1

I'm kind of new to Hadoop HDFS and quite rusty with Java and I need some help. I'm trying to read a file from HDFS and calculate the MD5 hash of this file. The general Hadoop configuration is as below.

private FSDataInputStream hdfsDIS;
private FileInputStream FinputStream;
private FileSystem hdfs;
private Configuration myConfig;

myConfig.addResource("/HADOOP_HOME/conf/core-site.xml");
myConfig.addResource("/HADOOP_HOME/conf/hdfs-site.xml");

hdfs = FileSystem.get(new URI("hdfs://NodeName:54310"), myConfig);

hdfsDIS = hdfs.open(hdfsFilePath);

The function hdfs.open(hdfsFilePath) returns an FSDataInputStream

The problem is that i can only get an FSDataInputStream out of the HDFS, but i'd like to get a FileInputStream out of it.

The code below performs the hashing part and is adapted from something i found somewhere on StackOverflow (can't seem to find the link to it now).

FileInputStream FinputStream = hdfsDIS;   // <---This is where the problem is
MessageDigest md;
    try {
        md = MessageDigest.getInstance("MD5");  
        FileChannel channel = FinputStream.getChannel();
        ByteBuffer buff = ByteBuffer.allocate(2048);

        while(channel.read(buff) != -1){
            buff.flip();
            md.update(buff);
            buff.clear();
        }
        byte[] hashValue = md.digest();

        return toHex(hashValue);
    }
    catch (NoSuchAlgorithmException e){
        return null;
    } 
    catch (IOException e){
        return null;
    }

The reason why i need a FileInputStream is because the code that does the hashing uses a FileChannel which supposedly increases the efficiency of reading the data from the file.
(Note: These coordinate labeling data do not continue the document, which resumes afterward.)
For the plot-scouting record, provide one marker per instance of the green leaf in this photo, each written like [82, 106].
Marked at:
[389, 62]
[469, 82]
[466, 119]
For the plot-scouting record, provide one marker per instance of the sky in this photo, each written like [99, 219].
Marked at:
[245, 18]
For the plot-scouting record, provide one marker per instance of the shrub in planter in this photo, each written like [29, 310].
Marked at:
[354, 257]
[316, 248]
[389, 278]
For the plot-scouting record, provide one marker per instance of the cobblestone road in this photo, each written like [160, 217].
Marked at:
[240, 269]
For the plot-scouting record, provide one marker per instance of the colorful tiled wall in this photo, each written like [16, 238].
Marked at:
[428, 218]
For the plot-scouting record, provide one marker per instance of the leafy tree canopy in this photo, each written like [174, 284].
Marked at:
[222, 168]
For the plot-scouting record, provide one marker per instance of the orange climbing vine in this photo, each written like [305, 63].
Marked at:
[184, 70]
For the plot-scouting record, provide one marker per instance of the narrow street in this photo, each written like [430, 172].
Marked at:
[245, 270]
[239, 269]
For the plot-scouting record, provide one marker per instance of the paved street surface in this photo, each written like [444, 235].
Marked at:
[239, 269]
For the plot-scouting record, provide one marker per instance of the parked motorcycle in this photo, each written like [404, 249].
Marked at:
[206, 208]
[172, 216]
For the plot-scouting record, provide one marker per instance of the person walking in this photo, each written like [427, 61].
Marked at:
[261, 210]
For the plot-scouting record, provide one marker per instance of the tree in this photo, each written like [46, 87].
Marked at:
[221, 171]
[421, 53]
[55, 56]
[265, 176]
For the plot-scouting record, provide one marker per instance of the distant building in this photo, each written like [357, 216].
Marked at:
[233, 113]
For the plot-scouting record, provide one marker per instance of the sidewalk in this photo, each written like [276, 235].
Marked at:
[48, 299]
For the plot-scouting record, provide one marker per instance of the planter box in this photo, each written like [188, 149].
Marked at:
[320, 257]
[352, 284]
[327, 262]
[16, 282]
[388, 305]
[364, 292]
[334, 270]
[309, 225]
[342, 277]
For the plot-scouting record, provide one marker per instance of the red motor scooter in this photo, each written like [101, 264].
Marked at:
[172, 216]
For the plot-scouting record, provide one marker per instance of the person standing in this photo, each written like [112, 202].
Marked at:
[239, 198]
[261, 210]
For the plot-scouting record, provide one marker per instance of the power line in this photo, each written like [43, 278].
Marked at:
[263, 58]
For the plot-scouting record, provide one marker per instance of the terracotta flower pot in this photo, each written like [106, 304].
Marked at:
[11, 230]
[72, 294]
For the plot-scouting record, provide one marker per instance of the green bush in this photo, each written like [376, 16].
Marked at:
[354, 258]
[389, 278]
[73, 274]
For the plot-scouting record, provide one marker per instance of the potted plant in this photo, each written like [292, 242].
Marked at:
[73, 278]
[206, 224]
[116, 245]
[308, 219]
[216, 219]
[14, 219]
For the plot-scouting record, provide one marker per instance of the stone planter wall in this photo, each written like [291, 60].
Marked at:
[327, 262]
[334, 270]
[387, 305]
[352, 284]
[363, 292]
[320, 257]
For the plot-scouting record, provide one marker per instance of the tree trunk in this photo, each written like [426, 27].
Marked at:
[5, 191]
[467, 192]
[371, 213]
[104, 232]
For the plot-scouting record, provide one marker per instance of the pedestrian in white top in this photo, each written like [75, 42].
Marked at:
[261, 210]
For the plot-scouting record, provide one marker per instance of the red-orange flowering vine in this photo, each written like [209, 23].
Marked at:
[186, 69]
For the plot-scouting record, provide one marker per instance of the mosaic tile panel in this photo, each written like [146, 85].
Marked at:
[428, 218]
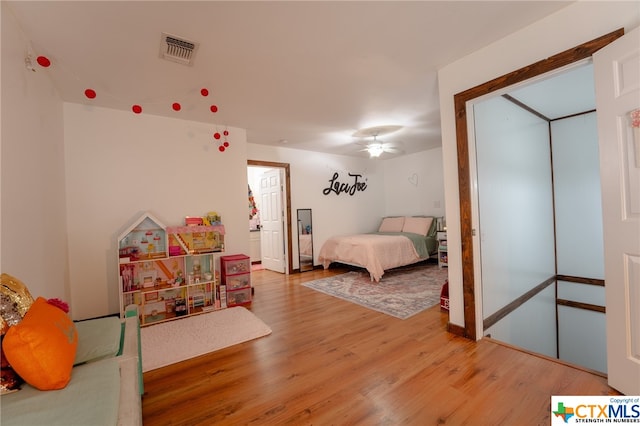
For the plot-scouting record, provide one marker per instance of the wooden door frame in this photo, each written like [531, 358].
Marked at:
[287, 178]
[560, 60]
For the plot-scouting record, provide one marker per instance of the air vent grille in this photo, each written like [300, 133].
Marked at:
[177, 49]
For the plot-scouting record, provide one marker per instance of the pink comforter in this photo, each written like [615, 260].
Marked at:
[374, 252]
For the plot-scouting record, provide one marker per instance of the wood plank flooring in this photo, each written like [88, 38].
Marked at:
[330, 362]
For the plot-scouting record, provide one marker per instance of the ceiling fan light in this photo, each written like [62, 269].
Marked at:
[375, 150]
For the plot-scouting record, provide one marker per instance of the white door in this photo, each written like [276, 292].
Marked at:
[271, 220]
[617, 77]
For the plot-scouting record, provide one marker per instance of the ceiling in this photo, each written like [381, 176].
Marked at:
[305, 74]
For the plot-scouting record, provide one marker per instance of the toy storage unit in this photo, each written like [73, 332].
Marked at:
[235, 276]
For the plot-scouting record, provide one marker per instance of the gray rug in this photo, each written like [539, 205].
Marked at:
[401, 293]
[177, 340]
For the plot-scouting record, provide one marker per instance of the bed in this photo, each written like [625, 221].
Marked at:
[400, 241]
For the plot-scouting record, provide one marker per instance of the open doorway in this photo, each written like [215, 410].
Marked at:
[275, 251]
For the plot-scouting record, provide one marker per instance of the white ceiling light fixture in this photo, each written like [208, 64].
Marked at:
[376, 148]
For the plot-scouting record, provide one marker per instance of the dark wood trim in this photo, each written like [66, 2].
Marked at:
[526, 107]
[562, 59]
[456, 329]
[574, 115]
[580, 305]
[506, 310]
[287, 179]
[580, 280]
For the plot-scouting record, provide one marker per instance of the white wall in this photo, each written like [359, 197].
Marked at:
[332, 214]
[414, 184]
[33, 238]
[390, 189]
[120, 165]
[571, 26]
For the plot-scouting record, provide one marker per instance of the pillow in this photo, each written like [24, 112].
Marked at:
[391, 224]
[17, 292]
[42, 347]
[417, 225]
[98, 338]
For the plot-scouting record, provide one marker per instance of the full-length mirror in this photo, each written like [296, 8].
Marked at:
[305, 240]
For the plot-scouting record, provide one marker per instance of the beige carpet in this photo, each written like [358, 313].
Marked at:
[174, 341]
[402, 292]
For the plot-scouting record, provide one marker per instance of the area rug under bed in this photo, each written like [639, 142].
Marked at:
[401, 292]
[174, 341]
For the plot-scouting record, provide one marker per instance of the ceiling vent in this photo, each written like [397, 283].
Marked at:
[177, 49]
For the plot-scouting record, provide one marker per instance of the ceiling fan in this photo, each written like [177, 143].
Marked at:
[375, 148]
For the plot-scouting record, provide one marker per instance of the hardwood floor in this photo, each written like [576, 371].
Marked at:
[330, 362]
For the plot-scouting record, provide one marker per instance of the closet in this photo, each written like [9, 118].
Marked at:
[539, 213]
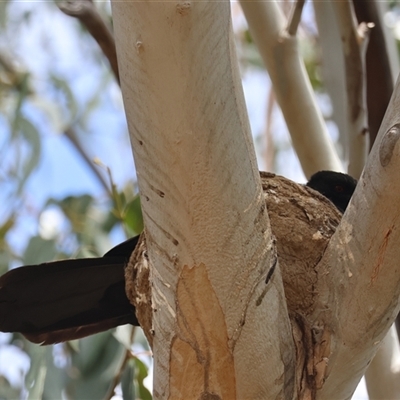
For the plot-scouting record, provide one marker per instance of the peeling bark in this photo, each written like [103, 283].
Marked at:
[302, 222]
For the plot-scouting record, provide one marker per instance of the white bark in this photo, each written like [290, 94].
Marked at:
[207, 231]
[359, 279]
[332, 67]
[293, 91]
[383, 374]
[354, 43]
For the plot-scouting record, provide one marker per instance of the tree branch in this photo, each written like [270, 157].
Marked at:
[207, 231]
[354, 42]
[359, 279]
[292, 87]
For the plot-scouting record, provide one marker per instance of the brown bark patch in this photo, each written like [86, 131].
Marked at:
[201, 362]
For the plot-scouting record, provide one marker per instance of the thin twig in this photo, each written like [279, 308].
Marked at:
[295, 18]
[87, 13]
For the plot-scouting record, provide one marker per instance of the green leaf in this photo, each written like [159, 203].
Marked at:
[76, 209]
[133, 217]
[141, 374]
[36, 376]
[32, 136]
[63, 86]
[39, 250]
[127, 381]
[97, 378]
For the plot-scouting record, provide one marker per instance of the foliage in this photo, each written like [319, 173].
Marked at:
[47, 118]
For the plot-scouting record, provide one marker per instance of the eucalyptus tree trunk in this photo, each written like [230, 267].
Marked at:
[233, 313]
[208, 237]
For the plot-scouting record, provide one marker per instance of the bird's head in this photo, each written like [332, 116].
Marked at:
[337, 187]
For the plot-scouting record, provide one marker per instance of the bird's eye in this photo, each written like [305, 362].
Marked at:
[339, 188]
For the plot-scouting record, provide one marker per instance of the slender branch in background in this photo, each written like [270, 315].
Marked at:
[269, 149]
[354, 44]
[88, 15]
[72, 137]
[380, 76]
[332, 67]
[295, 17]
[292, 87]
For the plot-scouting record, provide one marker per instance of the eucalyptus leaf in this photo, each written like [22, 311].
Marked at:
[133, 217]
[39, 250]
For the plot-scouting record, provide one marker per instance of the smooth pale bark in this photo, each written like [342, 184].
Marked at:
[207, 231]
[292, 87]
[359, 276]
[383, 375]
[332, 67]
[354, 44]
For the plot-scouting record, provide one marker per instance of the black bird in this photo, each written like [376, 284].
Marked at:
[337, 187]
[71, 299]
[68, 299]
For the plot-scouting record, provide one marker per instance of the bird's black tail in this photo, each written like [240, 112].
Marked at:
[68, 299]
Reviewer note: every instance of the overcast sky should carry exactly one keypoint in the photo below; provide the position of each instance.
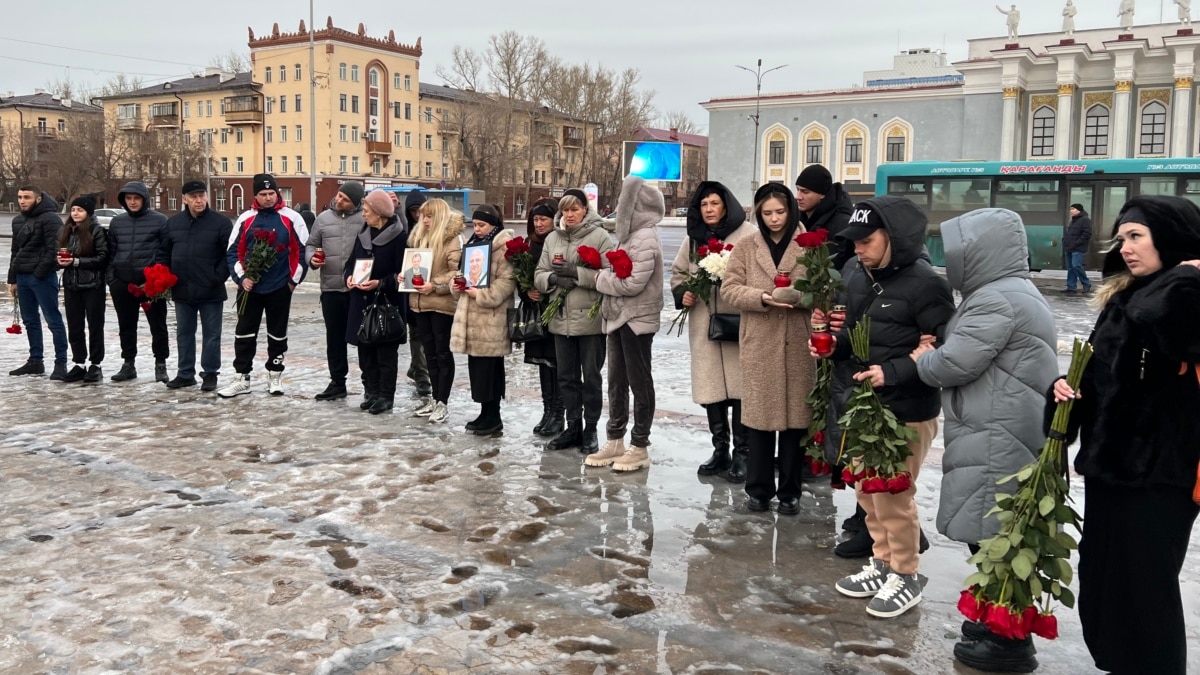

Could someone show me how i could convert the FSDataInputStream into a FileInputStream

Irvin H.
  • 602
  • 1
  • 10
  • 17
  • Have you at least *tried* just hashing with the existing stream? You say that using `FileChannel` "supposedly" increases the efficiency - have you tested that and found that you actually need any performance improvement potentially gained? – Jon Skeet Sep 30 '13 at 16:53
  • Actually, I've not tried using the "existing stream" but i think i might as well try it to see if it works. By the way, i found the link to where i got the code from (http://stackoverflow.com/a/9322214/2105711) – Irvin H. Sep 30 '13 at 18:33
  • 1
    Ok, so i've used the existing stream, read from it, calculated the hash and it works. Perhaps i can forget about the supposed "performance improvement" for now. Though hopefully someday someone might come up with the solution for using NIO FileChannels that i was looking for. (If it is seen to be useful for large files, that is) – Irvin H. Sep 30 '13 at 20:41

3 Answers3

2

Use it as an InputStream:

MessageDigest md;
try {
    md = MessageDigest.getInstance("MD5");  
    byte[] buff = new byte[2048];
    int count;

    while((count = hdfsDIS.read(buff)) != -1){
        md.update(buff, 0, count);
    }
    byte[] hashValue = md.digest();

    return toHex(hashValue);
}
catch (NoSuchAlgorithmException e){
    return null;
} 
catch (IOException e){
    return null;
}

the code that does the hashing uses a FileChannel which supposedly increases the efficiency of reading the data from the file

Not in this case. It only improves efficiency if you're just copying the data to another channel, if you use a DirectByteBuffer. If you're processing the data, as here, it doesn't make any difference. A read is still a read.

user207421
  • 305,947
  • 44
  • 307
  • 483
  • Yes, this is more or less what I did in avoiding the `FileChannel` as was suggested earlier. Thanks also for the further explanation. – Irvin H. Oct 04 '13 at 22:45
0

You can use the FSDataInputStream as just a regular InputStream, and pass that to Channels.newChannel to get back a ReadableByteChannel instead of a FileChannel. Here's an updated version:

InputStream inputStream = hdfsDIS;
MessageDigest md;
try {
    md = MessageDigest.getInstance("MD5");  
    ReadableByteChannel channel = Channels.newChannel(inputStream);
    ByteBuffer buff = ByteBuffer.allocate(2048);

    while(channel.read(buff) != -1){
        buff.flip();
        md.update(buff);
        buff.clear();
    }
    byte[] hashValue = md.digest();

    return toHex(hashValue);
}
catch (NoSuchAlgorithmException e){
    return null;
} 
catch (IOException e){
    return null;
}
Joe K
  • 18,204
  • 2
  • 36
  • 58
-1

You can' t do that assignment because:

java.lang.Object
extended by java.io.InputStream
extended by java.io.FilterInputStream
extended by java.io.DataInputStream
extended by org.apache.hadoop.fs.FSDataInputStream

FSDataInputStream is not a FileInputStream.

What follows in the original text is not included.